The rest of the sample (i.e., 5 sv-PPA, 7 lv-PPA, and 5 nfv-PPA and 2 SPA) remained cognitively and functionally stable.

Single-subject FDG-PET SPM profiles

Commonalities in the FDG-PET SPM patterns across the PPA variants

The FDG-PET SPM group analysis in sv-PPApatients revealed a predominant left-sided hypometabolic pattern restricted to the anterior regions of the temporal lobe, the hippocampal structures, and the amygdala. Less extensive involvement of left insula, anterior cingulate, and orbitofrontal cortices also emerged. The nfv-PPA group showed left-sided hypometabolism in the inferior, middle, and superior frontal gyrus, the insula, and the pre-central gyrus, while in the lv-PPA group, the lateral temporal regions, the inferior and superior parietal lobule, and the intraparietal sulcus were hypometabolic. In a few cases, the parietal hypometabolism extended to the right hemisphere. See Fig. 2 for further details on group analyses.
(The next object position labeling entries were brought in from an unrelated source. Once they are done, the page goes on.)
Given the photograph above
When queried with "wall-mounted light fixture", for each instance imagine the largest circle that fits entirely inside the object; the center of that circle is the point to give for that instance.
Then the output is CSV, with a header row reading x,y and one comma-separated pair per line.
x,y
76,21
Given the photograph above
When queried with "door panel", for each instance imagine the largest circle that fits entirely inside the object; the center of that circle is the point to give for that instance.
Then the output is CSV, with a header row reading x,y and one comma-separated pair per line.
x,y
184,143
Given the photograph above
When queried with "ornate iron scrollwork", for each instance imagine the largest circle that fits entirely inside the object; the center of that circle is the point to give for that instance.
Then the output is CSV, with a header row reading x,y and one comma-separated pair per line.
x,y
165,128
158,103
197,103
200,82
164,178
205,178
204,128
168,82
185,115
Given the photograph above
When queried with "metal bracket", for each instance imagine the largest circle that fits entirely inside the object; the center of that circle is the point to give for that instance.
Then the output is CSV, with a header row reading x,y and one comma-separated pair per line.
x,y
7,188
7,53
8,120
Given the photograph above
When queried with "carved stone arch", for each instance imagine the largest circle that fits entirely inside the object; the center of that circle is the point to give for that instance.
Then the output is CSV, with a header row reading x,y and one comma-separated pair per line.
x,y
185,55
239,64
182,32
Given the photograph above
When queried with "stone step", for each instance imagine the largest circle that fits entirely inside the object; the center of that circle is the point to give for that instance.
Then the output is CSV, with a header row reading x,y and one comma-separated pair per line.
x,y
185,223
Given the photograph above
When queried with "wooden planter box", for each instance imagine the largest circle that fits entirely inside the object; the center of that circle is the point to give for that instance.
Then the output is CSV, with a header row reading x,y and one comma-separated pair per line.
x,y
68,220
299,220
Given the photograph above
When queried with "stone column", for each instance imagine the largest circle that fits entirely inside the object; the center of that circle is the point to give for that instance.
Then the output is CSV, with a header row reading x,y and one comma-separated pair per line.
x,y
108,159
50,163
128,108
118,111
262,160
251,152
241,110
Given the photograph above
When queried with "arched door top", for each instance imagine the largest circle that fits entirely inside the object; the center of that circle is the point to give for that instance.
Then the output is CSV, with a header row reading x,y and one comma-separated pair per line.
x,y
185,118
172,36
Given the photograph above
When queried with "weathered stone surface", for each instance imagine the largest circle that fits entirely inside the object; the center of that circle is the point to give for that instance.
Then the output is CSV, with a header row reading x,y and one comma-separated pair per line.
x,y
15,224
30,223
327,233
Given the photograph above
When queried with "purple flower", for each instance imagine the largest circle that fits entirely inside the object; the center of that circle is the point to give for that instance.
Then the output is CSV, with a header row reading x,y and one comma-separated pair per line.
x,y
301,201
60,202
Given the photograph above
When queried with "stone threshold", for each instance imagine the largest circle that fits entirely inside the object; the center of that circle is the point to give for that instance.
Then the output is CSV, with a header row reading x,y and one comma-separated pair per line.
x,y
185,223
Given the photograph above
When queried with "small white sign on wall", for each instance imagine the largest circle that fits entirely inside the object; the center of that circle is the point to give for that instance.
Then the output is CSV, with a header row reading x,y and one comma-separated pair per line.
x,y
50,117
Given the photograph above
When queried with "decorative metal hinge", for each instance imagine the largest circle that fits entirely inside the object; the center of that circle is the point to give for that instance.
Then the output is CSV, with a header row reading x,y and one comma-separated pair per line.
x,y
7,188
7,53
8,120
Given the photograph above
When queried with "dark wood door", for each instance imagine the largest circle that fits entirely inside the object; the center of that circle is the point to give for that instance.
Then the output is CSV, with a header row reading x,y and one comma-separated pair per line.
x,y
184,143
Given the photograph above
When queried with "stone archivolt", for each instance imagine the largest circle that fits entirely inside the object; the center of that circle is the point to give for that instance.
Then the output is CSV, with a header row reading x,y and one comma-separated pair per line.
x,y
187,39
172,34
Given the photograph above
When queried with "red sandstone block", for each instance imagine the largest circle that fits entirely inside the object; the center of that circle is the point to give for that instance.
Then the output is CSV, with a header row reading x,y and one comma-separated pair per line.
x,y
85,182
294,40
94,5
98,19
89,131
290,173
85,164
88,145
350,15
Post-test probability and PCA analyses

Within the patients diagnosed with a specific dementia subtype at the clinical follow-up (i.e., AD or FTD spectrum) (n = 36), the Positive Post-test Probability was 100%. This value indicates the probability of progression to a specific dementia subtype in the single subject after the evidence of a specific hypometabolic pattern at the FDG-PET SPM-t map.

PCA analysis identified three principal components in the left hemisphere: 1) prefrontal cortex including inferior, superior and middle frontal gyri, supplementary motor cortex, and insula, 2) middle and superior temporal gyri, and inferior and superior parietal lobule, and finally 3) anterior regions of temporal lobe. They captured the 75% of the variance, thus they can be considered as the best dimensional representations of the full data set.

As expected, parametric comparisons between the weights of the single PCA components in the three main PPA variants [4] showed: 1) higher scores of the first component in nfv-PPA patients compared to sv-PPA (t(27) = 2.09, p < 0.05) and lv-PPA (t(33) = 2.35, p < 0.05) patients; 2) higher scores of the second principal component in lv-PPA patients compared to sv-PPA (t(26) = 4.24, p < 0.001) and nfv-PPA (t(33) = 2.707, p < 0.05) patients; 3) higher scores of the third principal component in sv-PPA patients compared to nfv-PPA (t(27) = 4.99; p < 0.001)and lv-PPA (t(26) = 2.69; p < 0.05) patients.